The second essay or study is titled «El Loco y la Niña» («The Mad Man
and the Little Girl»). Written and recorded in December of 1999, in this
case the ideas of sporadic composition rides along two each other
dependent musical lines (the "left hand - the mad man" and the "right
hand - the little girl"), being the sporadic speech based specially in
the (sporadic) musical development of short motives and themes. «The
Mad Man and the Little Girl» -based in movements of minor chords and
with a really complex and interesting micro-structure (the most
exquisite and fascinating piece of the three essays)- is a dramatic
and hiperactive theme, mix of violence and very delicate care...

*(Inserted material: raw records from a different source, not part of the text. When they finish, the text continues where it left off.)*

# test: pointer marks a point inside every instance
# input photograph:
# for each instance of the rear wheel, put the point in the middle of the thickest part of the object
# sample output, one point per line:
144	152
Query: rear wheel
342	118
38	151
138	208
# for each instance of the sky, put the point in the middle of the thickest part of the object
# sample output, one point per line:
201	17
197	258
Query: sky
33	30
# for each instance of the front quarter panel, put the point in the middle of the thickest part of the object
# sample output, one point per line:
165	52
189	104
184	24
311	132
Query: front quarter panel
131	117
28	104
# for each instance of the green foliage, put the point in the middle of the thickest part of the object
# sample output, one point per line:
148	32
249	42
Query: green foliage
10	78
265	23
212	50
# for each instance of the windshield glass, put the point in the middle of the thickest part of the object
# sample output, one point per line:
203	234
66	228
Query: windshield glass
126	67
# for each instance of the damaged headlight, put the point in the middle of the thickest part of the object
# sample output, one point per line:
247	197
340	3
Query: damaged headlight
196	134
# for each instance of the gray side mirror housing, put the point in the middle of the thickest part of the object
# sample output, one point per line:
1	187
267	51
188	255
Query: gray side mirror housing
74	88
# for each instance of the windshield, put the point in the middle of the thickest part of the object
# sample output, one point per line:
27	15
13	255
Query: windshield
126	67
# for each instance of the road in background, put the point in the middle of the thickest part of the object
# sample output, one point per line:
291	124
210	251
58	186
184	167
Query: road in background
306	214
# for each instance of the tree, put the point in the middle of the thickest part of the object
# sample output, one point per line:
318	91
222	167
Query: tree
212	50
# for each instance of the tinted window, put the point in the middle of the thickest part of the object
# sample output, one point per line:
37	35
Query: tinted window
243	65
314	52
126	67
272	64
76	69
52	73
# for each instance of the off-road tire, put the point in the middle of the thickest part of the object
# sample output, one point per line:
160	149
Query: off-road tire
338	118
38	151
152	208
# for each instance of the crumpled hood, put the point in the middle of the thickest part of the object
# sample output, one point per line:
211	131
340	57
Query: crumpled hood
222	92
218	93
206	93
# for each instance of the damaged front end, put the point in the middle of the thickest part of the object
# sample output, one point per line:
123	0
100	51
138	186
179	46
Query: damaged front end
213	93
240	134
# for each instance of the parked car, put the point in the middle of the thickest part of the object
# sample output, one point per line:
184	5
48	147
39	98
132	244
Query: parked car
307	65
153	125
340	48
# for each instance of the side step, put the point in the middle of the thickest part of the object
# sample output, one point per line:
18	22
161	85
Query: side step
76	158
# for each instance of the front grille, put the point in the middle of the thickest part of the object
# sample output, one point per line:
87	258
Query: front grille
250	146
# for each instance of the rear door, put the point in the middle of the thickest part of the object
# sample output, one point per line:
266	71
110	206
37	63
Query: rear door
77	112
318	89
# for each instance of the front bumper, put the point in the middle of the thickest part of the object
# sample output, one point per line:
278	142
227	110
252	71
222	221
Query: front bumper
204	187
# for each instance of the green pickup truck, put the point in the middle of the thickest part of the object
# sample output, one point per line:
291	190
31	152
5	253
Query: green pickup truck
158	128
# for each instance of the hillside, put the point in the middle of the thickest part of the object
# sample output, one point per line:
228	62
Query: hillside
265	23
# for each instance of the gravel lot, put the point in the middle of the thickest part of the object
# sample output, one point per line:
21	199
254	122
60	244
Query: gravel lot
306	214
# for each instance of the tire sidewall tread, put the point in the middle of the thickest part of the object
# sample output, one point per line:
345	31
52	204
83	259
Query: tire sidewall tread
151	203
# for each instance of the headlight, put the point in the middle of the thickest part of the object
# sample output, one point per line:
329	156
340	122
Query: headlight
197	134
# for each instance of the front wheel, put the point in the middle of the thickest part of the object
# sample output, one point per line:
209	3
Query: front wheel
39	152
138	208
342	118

The last one of the essays is called «Dibujando Infinitos Ciclos que
Van y Vienen en el Tiempo» («Drawing Infinite Cycles Going and Coming
in Time»). It's a Philip Glass' «Modern Love Waltz» (1978) cover track.
Reconstructed and recorded in December 28th of 1999, it's a "sporadic,
retrogade and infinite" version of the Philip Glass' composition.
First one you will listen the piece to "go" in direct or normal sense
(adaptation of the mean original exposition, until 2:30 minutes aprox.),
next you will listen it to "come" in inverse or retrogade sense
(backwards), returning so until the beginning for starting and ending
again and forever! The track shows two complete expositions
(going-coming and going-coming), but the idea is to repeat the track
at infinitum in your hi-fi system (if you want ;-).
«Essays on Sporadic Music», not more, not less.